Health officials are urging anyone who has consumed raw milk within the last six months to seek medical attention after a New Jersey woman was infected with a rare bacteria earlier this year. The Centers for Disease Control and Prevention (CDC) issued their warning after the New Jersey Department of Health ordered Udder Milk to stop selling raw milk products in the state.
Udder Milk, which operates in New York, New Jersey, Connecticut and Rhode Island, is described as a “co-op on wheels” that makes deliveries. The company has not revealed its dairy source, and does not list which farms provide its milk which makes it difficult to pinpoint the source of infection.

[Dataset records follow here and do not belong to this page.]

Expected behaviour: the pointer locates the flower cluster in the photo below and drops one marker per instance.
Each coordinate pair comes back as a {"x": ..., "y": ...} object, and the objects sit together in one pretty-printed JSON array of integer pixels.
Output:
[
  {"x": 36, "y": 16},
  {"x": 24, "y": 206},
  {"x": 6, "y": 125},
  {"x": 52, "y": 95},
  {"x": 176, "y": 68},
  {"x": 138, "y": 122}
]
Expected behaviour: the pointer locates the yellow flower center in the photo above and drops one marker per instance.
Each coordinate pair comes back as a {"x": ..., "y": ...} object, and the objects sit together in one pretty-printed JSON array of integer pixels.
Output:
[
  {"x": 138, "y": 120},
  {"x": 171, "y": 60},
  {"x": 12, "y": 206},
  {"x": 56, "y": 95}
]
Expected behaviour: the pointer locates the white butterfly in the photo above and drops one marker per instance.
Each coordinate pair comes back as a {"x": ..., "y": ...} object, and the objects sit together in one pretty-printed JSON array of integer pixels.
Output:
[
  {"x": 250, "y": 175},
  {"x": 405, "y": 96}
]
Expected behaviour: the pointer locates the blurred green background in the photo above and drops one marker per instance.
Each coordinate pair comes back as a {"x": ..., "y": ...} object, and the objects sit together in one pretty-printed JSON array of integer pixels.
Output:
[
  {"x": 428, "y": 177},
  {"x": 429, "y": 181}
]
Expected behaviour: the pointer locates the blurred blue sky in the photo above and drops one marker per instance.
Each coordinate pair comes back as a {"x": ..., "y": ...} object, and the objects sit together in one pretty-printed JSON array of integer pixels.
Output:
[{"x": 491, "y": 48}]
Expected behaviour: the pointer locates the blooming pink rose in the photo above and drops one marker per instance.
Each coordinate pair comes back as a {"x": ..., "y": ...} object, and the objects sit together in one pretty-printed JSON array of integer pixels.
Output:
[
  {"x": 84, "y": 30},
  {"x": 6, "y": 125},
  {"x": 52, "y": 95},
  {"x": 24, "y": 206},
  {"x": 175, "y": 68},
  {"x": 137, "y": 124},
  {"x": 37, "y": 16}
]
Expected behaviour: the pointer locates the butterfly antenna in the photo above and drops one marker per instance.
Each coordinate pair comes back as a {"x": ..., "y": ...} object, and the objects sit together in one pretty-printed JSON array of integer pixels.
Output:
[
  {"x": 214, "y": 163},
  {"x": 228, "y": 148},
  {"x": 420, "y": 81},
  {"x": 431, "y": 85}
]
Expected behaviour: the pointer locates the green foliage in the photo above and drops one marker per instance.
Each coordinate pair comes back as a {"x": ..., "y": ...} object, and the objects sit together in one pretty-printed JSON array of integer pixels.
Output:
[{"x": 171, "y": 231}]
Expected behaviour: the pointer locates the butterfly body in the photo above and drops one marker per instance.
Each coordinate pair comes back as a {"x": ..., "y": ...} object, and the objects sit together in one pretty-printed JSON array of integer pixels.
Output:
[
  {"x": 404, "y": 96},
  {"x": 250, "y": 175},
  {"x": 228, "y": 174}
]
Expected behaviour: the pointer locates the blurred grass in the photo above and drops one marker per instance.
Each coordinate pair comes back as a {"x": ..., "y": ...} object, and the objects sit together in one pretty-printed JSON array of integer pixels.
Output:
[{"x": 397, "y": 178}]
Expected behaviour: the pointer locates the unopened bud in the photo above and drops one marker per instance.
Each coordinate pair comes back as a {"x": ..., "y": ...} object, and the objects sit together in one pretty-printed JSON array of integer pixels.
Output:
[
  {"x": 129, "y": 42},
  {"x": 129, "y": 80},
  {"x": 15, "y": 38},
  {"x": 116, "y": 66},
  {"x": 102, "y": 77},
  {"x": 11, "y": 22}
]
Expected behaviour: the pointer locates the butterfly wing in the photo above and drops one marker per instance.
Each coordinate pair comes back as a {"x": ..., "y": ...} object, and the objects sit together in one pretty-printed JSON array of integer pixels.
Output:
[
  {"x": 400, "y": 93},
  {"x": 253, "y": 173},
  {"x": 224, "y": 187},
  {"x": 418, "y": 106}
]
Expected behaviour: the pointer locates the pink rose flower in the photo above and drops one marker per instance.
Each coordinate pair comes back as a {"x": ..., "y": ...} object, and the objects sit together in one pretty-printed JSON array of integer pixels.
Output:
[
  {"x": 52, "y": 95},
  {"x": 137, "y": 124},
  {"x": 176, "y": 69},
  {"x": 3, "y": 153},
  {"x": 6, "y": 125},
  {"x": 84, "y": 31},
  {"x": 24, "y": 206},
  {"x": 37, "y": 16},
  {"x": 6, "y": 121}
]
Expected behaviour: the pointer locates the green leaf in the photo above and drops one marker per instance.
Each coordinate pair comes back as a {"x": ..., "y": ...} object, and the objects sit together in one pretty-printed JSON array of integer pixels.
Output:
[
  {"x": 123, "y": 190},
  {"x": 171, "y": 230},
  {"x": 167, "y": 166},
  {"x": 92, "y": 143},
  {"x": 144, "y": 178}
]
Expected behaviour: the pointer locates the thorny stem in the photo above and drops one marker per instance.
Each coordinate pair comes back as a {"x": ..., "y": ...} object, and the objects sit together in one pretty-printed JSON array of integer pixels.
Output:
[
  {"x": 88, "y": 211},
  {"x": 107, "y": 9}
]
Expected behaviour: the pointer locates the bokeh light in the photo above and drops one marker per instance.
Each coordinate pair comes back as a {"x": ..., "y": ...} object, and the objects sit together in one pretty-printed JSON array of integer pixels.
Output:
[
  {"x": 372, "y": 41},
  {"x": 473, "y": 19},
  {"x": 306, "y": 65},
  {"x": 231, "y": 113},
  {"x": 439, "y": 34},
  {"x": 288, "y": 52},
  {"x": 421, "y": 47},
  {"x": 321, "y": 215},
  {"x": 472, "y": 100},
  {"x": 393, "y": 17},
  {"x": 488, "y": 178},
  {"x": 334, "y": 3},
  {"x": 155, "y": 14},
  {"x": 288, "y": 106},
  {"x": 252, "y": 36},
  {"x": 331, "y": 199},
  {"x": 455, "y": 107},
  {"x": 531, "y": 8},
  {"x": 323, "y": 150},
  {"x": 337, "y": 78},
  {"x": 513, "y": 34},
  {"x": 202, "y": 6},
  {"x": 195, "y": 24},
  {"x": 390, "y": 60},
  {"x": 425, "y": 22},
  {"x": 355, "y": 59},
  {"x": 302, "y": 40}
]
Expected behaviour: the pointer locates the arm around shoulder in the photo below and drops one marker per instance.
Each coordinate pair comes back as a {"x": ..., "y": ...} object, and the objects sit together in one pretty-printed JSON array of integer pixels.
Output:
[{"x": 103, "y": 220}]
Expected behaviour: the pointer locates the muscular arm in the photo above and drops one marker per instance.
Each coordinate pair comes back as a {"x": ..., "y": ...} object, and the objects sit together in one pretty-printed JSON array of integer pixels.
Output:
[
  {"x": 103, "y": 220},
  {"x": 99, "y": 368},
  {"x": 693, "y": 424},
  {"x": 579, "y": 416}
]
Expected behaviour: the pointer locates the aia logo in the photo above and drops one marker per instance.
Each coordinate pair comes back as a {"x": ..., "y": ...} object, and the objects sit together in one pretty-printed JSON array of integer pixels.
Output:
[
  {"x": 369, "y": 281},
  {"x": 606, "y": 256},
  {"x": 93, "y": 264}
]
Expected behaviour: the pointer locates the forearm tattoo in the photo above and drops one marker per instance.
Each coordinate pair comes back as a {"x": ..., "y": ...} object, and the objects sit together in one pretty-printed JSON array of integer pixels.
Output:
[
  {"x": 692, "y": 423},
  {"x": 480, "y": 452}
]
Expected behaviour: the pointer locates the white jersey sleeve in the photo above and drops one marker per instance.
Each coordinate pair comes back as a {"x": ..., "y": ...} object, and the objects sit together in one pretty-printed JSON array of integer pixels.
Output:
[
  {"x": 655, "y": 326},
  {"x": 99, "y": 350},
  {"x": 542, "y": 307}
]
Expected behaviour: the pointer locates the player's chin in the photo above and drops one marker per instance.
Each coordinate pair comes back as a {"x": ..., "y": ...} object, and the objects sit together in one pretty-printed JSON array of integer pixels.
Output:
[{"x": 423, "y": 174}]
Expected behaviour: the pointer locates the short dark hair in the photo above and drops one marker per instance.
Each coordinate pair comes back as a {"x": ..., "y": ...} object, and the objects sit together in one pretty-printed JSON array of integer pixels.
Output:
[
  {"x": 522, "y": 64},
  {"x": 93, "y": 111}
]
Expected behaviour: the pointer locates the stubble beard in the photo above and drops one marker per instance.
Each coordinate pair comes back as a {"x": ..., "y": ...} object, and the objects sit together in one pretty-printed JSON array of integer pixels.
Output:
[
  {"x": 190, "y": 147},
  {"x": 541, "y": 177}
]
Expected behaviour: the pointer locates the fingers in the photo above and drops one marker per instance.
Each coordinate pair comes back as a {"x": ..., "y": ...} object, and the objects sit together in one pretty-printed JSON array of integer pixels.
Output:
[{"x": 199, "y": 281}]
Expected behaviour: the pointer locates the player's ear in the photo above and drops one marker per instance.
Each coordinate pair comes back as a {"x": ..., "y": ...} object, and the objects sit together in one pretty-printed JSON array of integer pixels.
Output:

As a result, the CDC warned that anyone who has consumed the company’s raw milk product may have been infected with Brucella abortus RB51, a rare germ that requires antibiotics.
The bacteria is used to vaccinate young female cattle against B. abortus, but can cause fever, muscle pain, lasting fatigue, joint pain, and swelling of the testicles in humans, according to Live Science. If left untreated it could lead to arthritis, heart problems, enlargement of the liver or spleen, meningitis or miscarriage.
“Because health officials have no direct way to let people know they may have drunk contaminated milk, everyone who consumed milk from Udder Milk in the past 6 months should receive antibiotics now to avoid having long-term health effects from the bacteria,” Dr. William Bower, the leader of the CDC division that investigates brucellosis, said, according to Live Science.
Authorities are currently investigating Udder Milk’s supplier.
The Associated Press contributed to this report.